I really think that Moriarty and Suedehead (who is a fine illustrator in his own right) should team up to produce a comic out of Moriarty's anecdote. That would be great.

Back on track:

I'm going to agree with Jack Fear on this one - those people who are buying huge stacks of comics every week may be a little off, but I don't see anything wrong with it. Those people are supporting a failing industry, even if their critical faculties may not be that great. That kind of enthusiasm for comics, or anything, is generally an admirable trait as far as I'm concerned. I think it's also maybe a little too presumptuous to jump to the conclusion that they aren't reading all of those comics, much less enjoying most of them.

Every time I go into comics shops now, I'm usually priced out of the things I don't know but would like to try, and everything else looks terrible to me. More power to the people who can walk into those shops and get excited about just about everything, I say.
 
 
deja_vroom
14:49 / 16.12.02
So does reading poetry, though [make you "odd].

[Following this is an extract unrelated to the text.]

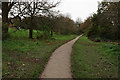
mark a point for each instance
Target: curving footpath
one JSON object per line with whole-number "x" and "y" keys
{"x": 59, "y": 64}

Ooh, I had no idea whatsoever... sigh.

 
 
yawn - thing's buddy
15:05 / 16.12.02
And John Constantine wears a trenchcoat!

so.....
 
 
The Natural Way
15:05 / 16.12.02
But, Flux, these characters always strike me as completely disinterested in the actual contents of what they're buying. They just buy everything.... Huge wadges of comicbook guff... Maybe yr right: maybe they read do all this stuff. Who knows? It just seems so indiscriminate... I'm going to be nicer and more thoughtful towards these funny individuals from now on. I'd already made up my mind to, but then laurence got all sanctimonious and I just imagined the tone of his voic.......and...and then I got dragged back in. Inevitabley the funny men suffered. They always do.
 
 
The Falcon
15:21 / 16.12.02
JJ - I read comics. I read poetry.

It's a comparison. Reading for pleasure makes you (and I) pretty odd, too.
 
 
Ethan Hawke
15:36 / 16.12.02
I'm no longer a regular comic book shop habitue, but are the people Runce is trying to describe the "speculators", who buy every "#1" issue, multiple covers, etc., in hope that it'll be worth money someday? You know, the kind of people who killed the comic book shops in the early 90s. Do people still "speculate" like this?
 
 
Ethan Hawke
15:36 / 16.12.02
Somehow, it's all gotta be EBay's fault.
 
 
grant
16:26 / 16.12.02


Do people still "speculate" like this?

yeah, they do. although I don't think it's them growing into the market as much as the market growing around *them.*

plastic bags. never opened.

I use plastic bags, but I open them. I stuff two or three issues in each, when it helps keep 'em organized.

and...

 
 
some guy
16:34 / 16.12.02
For the hard of hearing: they buy almost everything on the shelves. They're not trying to complete a collection - they're just buying everyth...oh fuck it. Everyone knows who I'm talking about. People like Cam moan about them all the time. If I pointed one of these chaps out to most of you IRL you'd go "oh yes...he seems a bit strange."

Yeah, I know exactly the type of people you're talking about. But again - so what? Why is it any of your business at all what these people buy in the shop, especially if they enjoy it? And Cam may well bitch about them, but they fucking pay his rent, so he'd be wiser to shut up about it.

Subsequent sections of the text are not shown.